Civil War

Sixty years of increasing integration into the lives and politics of mundanes had a downside. As tensions rose around the election of Republican candidate Abraham Lincoln to the White House, and as southern states started talking secession, Hermegic magi could be found on all sides, deeply committed to the issues of the time. When the Confederacy formed and the Civil War began, the Atlantic Coast Tribunal was split in half.

The covenants in the cotton-farming southern states had become almost as dependent on slave labor as the plantation-owners, relying on slaves instead of paid grogs for defense and income. More importantly, however, they were deeply connected with the southern politicians who granted favorable status and all the pleasures of modern life to members of the Order whose magic could make so many aspects of life so much easier.

A key role was played by a covenant of Verditius magi in Savannah Georgia. Uniquely dependent on natural and magical resources for their crafts, they guaranteed to the state government of Georgia magical support in any secession efforts, as well as pledging magical armaments to any military exercise.

When war broke out at Fort Sumter, the Confederate forces were awash in minor magical items granting them an edge over their northern opponents. The North, not willing to be defeated so easily, rapidly turned to the covenants of the northern states requiring magical aid.

This prompted a political crisis. The Treaty of Mercury protected magi from being forced by mundane governments to break the Code, and warfare against fellow magi outside of a duly constituted Wizard’s War was definitely against the code. The northern Order attempted to resolve the crisis politically, but was unable to reach a compromise.

When the Confederate government threw out the Treaty, obligating all magi in the confederate states to march to war, the northern covenants felt forced to act. While the politically minded were in deadlock at Tribunal, northern magi began quietly arming and supporting the Union military.

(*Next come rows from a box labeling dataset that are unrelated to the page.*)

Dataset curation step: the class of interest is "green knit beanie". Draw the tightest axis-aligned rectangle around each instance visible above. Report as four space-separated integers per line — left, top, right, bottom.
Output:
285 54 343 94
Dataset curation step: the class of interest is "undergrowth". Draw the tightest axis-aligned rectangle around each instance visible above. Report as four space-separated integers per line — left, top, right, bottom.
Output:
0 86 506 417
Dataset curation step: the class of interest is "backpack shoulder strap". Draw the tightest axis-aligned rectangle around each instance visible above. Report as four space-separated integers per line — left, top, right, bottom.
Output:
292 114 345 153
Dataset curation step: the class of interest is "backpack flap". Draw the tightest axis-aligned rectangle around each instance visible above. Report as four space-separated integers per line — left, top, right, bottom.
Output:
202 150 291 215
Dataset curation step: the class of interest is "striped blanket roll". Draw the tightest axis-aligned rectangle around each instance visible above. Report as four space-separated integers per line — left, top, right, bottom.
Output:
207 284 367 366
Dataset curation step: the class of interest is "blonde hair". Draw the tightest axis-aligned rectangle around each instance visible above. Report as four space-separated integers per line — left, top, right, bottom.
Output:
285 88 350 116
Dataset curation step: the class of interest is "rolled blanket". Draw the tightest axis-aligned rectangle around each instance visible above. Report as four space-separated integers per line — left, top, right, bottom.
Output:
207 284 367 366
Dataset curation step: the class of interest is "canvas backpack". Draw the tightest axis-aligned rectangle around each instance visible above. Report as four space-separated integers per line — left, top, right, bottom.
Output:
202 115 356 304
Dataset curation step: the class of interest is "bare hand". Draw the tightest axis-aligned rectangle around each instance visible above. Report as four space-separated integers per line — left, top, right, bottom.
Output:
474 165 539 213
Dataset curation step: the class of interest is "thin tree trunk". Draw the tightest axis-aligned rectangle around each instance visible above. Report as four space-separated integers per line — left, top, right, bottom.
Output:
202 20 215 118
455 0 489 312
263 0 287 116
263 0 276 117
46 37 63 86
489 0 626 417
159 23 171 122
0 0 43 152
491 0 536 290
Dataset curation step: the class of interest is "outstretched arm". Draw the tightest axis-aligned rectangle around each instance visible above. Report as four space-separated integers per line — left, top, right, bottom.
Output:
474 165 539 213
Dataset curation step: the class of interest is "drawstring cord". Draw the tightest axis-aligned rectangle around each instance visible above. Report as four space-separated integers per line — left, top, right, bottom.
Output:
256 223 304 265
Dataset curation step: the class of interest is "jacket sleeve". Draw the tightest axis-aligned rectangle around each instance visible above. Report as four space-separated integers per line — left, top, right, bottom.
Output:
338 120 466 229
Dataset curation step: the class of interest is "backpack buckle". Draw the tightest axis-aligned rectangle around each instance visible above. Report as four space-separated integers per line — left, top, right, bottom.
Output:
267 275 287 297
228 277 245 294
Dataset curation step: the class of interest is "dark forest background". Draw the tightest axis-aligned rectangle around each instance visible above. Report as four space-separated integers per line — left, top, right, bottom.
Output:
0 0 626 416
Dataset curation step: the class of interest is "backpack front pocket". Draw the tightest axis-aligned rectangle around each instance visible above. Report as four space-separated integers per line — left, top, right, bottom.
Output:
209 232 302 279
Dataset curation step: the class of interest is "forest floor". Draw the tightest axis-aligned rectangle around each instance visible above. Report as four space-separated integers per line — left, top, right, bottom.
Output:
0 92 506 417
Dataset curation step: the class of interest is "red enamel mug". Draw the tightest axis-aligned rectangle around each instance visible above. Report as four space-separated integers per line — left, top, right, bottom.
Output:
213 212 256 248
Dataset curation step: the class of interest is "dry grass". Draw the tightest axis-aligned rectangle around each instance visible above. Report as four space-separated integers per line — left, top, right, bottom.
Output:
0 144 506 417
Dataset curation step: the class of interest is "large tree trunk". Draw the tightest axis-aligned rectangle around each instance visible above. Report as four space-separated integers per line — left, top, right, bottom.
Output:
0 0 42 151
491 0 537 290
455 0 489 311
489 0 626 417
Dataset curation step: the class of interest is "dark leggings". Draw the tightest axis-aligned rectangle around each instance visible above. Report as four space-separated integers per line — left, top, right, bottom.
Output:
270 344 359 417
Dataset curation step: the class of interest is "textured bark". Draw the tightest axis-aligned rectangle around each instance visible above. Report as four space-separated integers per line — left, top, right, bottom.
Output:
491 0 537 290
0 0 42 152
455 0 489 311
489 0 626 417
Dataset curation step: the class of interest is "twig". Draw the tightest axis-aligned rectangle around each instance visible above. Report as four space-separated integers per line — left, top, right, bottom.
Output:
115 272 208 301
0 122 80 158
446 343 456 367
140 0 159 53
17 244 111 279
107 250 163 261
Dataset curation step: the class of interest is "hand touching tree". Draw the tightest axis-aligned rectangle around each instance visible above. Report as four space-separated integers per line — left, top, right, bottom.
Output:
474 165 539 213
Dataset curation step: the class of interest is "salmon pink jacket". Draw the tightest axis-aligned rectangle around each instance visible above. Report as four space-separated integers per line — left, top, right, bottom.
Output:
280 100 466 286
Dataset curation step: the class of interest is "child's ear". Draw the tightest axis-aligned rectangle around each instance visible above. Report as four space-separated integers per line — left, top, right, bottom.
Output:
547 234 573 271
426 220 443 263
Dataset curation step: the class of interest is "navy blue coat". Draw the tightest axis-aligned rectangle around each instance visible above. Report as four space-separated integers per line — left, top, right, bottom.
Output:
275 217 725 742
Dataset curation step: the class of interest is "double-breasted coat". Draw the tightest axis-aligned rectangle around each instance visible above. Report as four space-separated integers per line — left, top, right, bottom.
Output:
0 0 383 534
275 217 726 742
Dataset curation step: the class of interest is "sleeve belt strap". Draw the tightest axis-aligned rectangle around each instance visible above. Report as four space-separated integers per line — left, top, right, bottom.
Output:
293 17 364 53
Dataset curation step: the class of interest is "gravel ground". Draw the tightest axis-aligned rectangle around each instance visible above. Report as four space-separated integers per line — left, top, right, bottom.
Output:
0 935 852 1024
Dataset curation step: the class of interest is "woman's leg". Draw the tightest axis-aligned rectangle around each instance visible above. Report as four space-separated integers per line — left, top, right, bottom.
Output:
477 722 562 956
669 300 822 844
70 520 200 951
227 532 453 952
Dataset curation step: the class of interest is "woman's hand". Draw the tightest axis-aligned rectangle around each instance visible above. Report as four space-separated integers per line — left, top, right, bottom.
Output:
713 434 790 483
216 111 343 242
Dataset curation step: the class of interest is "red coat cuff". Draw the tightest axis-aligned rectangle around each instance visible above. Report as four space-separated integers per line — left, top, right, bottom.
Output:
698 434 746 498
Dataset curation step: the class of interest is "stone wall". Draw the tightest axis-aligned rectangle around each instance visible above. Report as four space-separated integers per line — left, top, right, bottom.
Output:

Although Europe had experienced magic in mundane warfare during the Napoleonic wars, not since the Schism war had magi of the Order of Hermes fought their fellows in open battle. Unlike the Schism war, however, this conflict was not House based but rooted in mundane politics. Magi of nearly every house fought on either side of the conflict, creating a brief four-year span of chaos unprecedented in Order history.

The American civil war was unique in many respects. It was the world’s first “industrial” war, causing unprecedented bloodshed. It was the Order’s first mundane-motivated war, highlighting the value of a certain degree of separation from mundane affairs.

Of the thirteen Houses, only three stood apart, keeping most of their members out of the war, and striving to heal the breach to the Order. House Guernicus, whose devotion to Hermetic law made violence on the behalf of mundane politics abhorrent, the magi Trianomae of House Bonisagus, whose mandate to keep the Order at peace was being shattered, and House Tremere, who had been preparing for this sort of strife for centuries, worked hard to pressure covenants into standing aside from the conflict. While some other Houses had minimal involvement for other reasons, those three were instrumental in actively engaging to bring an end to magus-on-magus hostility, through force if necessary.

House Guernicus appealed to the greater House Tremere to marshal their members from Europe, and the European magi answered the call. Vast magical resources and manpower came across the sea in support of the north. House Guernicus made the legal ruling that the Confederate-allied magi had been the instigators of the war, and the original violators of the code, and threw the resources of Europe behind the north. The magi Trianomae moved tirelessly from covenant to covenant working to restore a sense of Hermetic unity and purpose. 1865 saw the war rapidly concluded with hundreds of thousands dead, the infrastructure of the south destroyed, and many southern covenants plundered for their vis and resources.

In the aftermath of the war, House Guernicus aggressively tried hundreds of cases in the Hermetic courts. Most northern magi, who had exercised some degree of restraint in the fighting, were given lenient sentences, citing the necessity of self-defense against southern-supported armies. Nevertheless, the Quaesitoris were not unduly partisan in cases of excessive force. Hermetic criminals from both the north and the south fled west before the Hoplites of the Order could arrest and detain them. Dozens of Wizards’ Marches were declared by the re-unified Atlantic Coast Tribunal, and the call went out to the distant covenants in the wild west to be on the lookout for renegades.